Dry timber under that rich foliage, At wine-dark midnight in the sacred wood, Too old for a man's love I stood in rage Imagining men. Imagining that I could A greater with a lesser pang assuage Or but to find if withered vein ran blood, I tore my body that its wine might cover Whatever could rccall the lip of lover.
And after that I held my fingers up, Stared at the wine-dark nail, or dark that ran Down every withered finger from the top; But the dark changed to red, and torches shone, And deafening music shook the leaves; a troop Shouldered a litter with a wounded man, Or smote upon the string and to the sound Sang of the beast that gave the fatal wound.
All stately women moving to a song With loosened hair or foreheads grief-distraught, It seemed a Quattrocento painter's throng, A thoughtless image of Mantegna's thought -- Why should they think that are for ever young?

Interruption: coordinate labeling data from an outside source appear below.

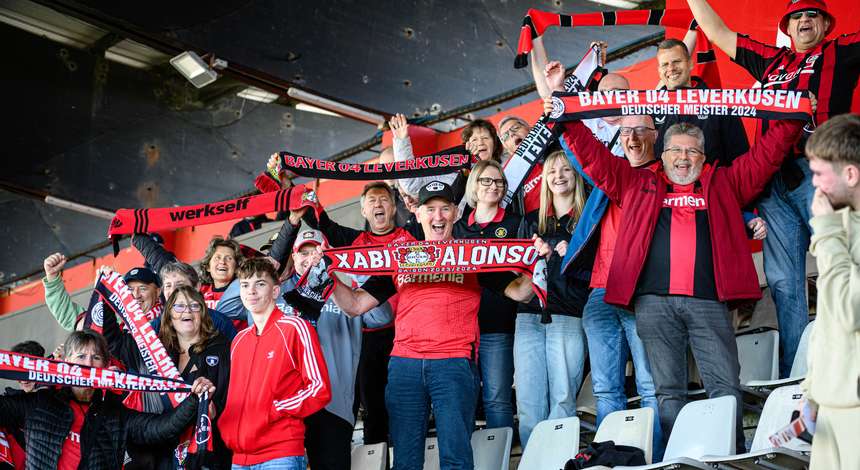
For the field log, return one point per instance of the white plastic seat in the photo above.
(552, 443)
(491, 448)
(431, 454)
(758, 354)
(704, 427)
(798, 366)
(369, 457)
(629, 428)
(775, 416)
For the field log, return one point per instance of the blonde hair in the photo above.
(472, 183)
(546, 196)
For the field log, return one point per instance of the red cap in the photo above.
(802, 5)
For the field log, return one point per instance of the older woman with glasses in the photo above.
(197, 349)
(484, 191)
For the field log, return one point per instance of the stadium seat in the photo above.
(758, 354)
(629, 428)
(775, 416)
(798, 366)
(704, 427)
(369, 457)
(491, 448)
(431, 454)
(552, 443)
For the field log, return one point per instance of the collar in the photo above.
(500, 214)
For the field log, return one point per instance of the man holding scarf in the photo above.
(435, 344)
(830, 70)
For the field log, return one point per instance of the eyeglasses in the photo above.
(487, 181)
(510, 132)
(182, 308)
(811, 14)
(689, 151)
(640, 130)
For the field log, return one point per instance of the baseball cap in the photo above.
(309, 236)
(803, 5)
(143, 275)
(435, 189)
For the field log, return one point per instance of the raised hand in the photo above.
(54, 265)
(399, 126)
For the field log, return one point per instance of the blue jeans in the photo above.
(451, 387)
(496, 361)
(548, 363)
(667, 324)
(283, 463)
(611, 333)
(787, 215)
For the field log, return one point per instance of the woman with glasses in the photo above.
(198, 350)
(485, 189)
(549, 357)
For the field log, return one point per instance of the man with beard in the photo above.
(686, 254)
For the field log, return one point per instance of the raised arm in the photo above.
(714, 27)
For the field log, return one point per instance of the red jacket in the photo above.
(276, 380)
(640, 193)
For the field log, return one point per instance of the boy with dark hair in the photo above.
(278, 378)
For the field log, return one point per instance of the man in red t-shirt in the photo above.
(830, 70)
(435, 342)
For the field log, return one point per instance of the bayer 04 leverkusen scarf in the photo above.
(459, 256)
(756, 103)
(537, 21)
(445, 161)
(533, 148)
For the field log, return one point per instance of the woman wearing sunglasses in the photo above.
(198, 350)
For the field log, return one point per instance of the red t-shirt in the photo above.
(70, 456)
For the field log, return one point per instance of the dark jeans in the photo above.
(328, 441)
(667, 325)
(451, 387)
(372, 377)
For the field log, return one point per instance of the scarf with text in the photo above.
(117, 300)
(15, 366)
(532, 149)
(536, 22)
(757, 103)
(461, 256)
(130, 221)
(445, 161)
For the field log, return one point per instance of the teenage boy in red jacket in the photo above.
(277, 378)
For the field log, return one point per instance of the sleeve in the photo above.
(337, 234)
(754, 56)
(838, 275)
(750, 172)
(734, 139)
(380, 287)
(608, 172)
(154, 254)
(60, 303)
(402, 153)
(315, 391)
(283, 244)
(150, 428)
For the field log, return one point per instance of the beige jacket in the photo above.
(833, 378)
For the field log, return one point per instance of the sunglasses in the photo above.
(811, 14)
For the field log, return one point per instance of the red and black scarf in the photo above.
(537, 21)
(758, 103)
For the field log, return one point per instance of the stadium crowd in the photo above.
(644, 224)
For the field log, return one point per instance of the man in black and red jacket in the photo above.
(830, 70)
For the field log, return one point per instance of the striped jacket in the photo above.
(277, 378)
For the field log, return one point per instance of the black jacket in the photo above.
(566, 295)
(725, 137)
(46, 417)
(497, 313)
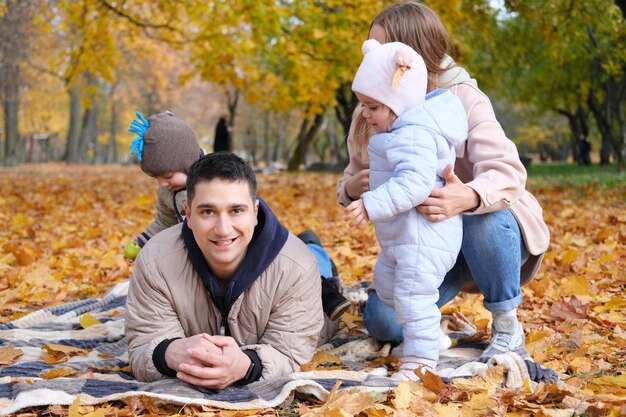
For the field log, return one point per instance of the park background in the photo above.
(74, 72)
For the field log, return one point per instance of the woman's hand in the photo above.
(358, 184)
(356, 214)
(454, 198)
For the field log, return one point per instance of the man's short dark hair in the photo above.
(223, 165)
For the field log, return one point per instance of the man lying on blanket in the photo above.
(227, 297)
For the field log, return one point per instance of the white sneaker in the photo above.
(507, 335)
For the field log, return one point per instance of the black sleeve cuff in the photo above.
(158, 358)
(255, 370)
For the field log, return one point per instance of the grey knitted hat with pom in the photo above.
(169, 145)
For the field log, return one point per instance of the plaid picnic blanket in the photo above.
(53, 355)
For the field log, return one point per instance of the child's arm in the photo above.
(412, 153)
(165, 217)
(357, 213)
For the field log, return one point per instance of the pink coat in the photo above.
(487, 162)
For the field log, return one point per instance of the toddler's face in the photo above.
(379, 116)
(174, 180)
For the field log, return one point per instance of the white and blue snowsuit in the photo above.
(405, 165)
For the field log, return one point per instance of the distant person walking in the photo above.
(222, 136)
(584, 150)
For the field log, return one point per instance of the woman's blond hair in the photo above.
(418, 26)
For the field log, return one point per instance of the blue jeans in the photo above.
(491, 256)
(323, 260)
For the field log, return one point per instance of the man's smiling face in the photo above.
(222, 216)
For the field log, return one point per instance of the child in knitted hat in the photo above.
(414, 136)
(165, 147)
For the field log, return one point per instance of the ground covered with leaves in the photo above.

Till suddenly in grief's contagion caught, I stared upon his blood-bedabbled breast And sang my malediction with the rest.
That thing all blood and mire, that beast-torn wreck, Half turned and fixed a glazing eye on mine, And, though love's bitter-sweet had all come back, Those bodies from a picture or a coin Nor saw my body fall nor heard it shriek, Nor knew, drunken with singing as with wine, That they had brought no fabulous symbol there But my heart's victim and its torturer.